Metric analysis

Should Hyatt Hotels Corporation (NYSE:H) focus on improving this fundamental metric?

One of the best investments we can make is in our own knowledge and skills. With that in mind, this article will explain how we can use return on equity (ROE) to better understand a business. Learning by doing, we’ll look at ROE to better understand Hyatt Hotels Corporation (NYSE:H).

ROE or return on equity is a useful tool for evaluating how effectively a company can generate returns on the investment it has received from its shareholders.

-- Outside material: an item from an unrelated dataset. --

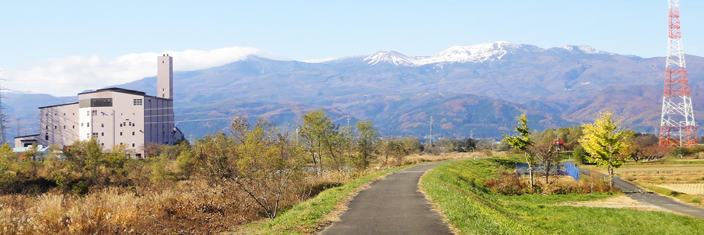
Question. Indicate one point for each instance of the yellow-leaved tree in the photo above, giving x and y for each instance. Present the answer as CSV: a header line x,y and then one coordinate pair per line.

In simple terms, it is used to assess the profitability of a company in relation to its equity.

How do you calculate return on equity?

The return on equity formula is:

Return on equity = Net income (from continuing operations) ÷ Equity

So, based on the above formula, the ROE for Hyatt Hotels is:

6.4% = $224 million ÷ $3.5 billion (based on trailing 12 months to June 2022).

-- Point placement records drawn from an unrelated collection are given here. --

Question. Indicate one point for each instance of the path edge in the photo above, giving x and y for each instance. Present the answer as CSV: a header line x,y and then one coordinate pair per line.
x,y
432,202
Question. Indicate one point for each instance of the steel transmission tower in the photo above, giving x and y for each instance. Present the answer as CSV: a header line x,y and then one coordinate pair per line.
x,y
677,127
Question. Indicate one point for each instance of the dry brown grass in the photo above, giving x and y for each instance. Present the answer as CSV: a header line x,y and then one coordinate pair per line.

The “yield” is the amount earned after tax over the last twelve months. This means that for every dollar of shareholders’ equity, the company generated $0.06 in profit.

Do Hyatt hotels have a good ROE?

A simple way to determine if a company has a good return on equity is to compare it to the average for its industry. The limitation of this approach is that some companies are quite different from others, even within the same industrial classification. As the image below clearly shows, Hyatt Hotels has a below average ROE (23%) in the Hospitality industry.

NYSE:H Return on Equity August 11, 2022

Unfortunately, this is suboptimal. However, a low ROE is not always bad. If the company’s debt levels are moderate to low, there is always the possibility that returns could be enhanced through the use of leverage. When a company has a low ROE but a high level of debt, we would be cautious because the risk involved is too high. You can see the 4 risks we have identified for Hyatt hotels by visiting our risk dashboard free on our platform here.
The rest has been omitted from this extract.